バーネットは12年後の2008年に発表した論文で、ある意味で、先と真逆の議論を展開したのだ。

すなわち、「同僚やライバルと競争して切磋琢磨することは、本当の意味での成長のために必ずしもいいことではない」ということだ。

ライバルとの競争は、成長のためにいいとは限らない?

ポイントは、社会・ビジネス環境の変化がより激しくなったことにある。


このような状況で、目の前のライバルばかりを意識して競争をしていると、やがて競争そのものが自己目的化してしまい、競合相手だけをベンチマークとするようになる。

結果、細かな製品スペックなど「小さなレベルでの成長」しかできなくなり、「大きな環境変化が起きたときに対応できない」というわけだ。

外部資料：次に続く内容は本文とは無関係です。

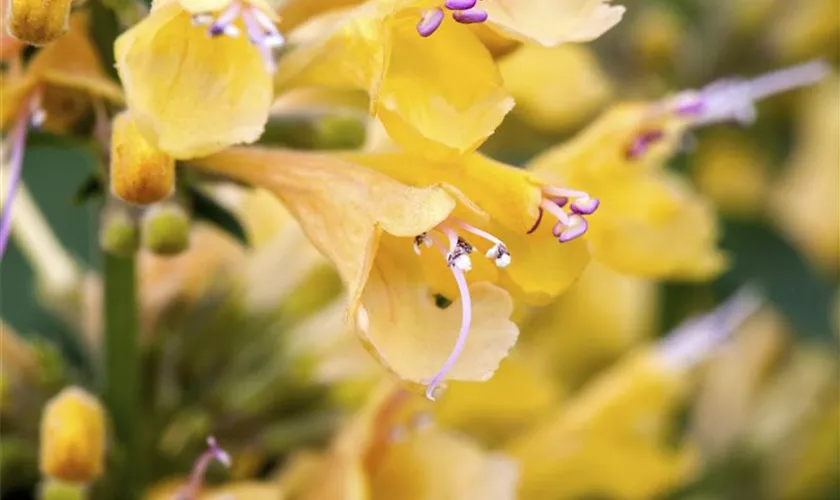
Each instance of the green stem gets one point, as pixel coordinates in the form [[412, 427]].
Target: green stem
[[122, 367]]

「両利きの経営」でいえば、目の前のライバルとの競争だけを意識すると「知の深化」だけをやるようになり、大きな変化に必要な「知の探索」へ経営資源が割かれなくなる

結果、環境変化が起きると対応できずに壊滅する、ということだ。

日本でのわかりやすい例が、ガラパゴス携帯(いわゆるガラケー)である。

1990年代、日本のメーカー各社は切磋琢磨してガラケーの高機能化を進めていたが、それは細かなスペックだけの競争であった。

しかし、2000年代後半にスマートフォンが登場すると、海外メーカーにいっきに市場を奪われてしまった。

国内のライバルだけを見過ぎた結果、狭い領域での競争だけを意識するようになり、それが裏目に出たのだ。

意識すべきはライバルより腹落ちする未来へのビジョン

このように考えると、本連載の記事(「経営」も「宗教」も本質理解できる"超スゴい理論")でも述べたように、やはり大事なのは「センスメイキング」(腹落ち)なのだ。

すなわち意識すべきは「ライバル」ではなく「自分たちが腹落ちする未来へのビジョン」なのである。

遠い未来に目を向けて競争すれば、「知の探索」を続けることができて、大きな環境変化が起きた際にも、それにうまく乗ってさらに飛躍することができるのである。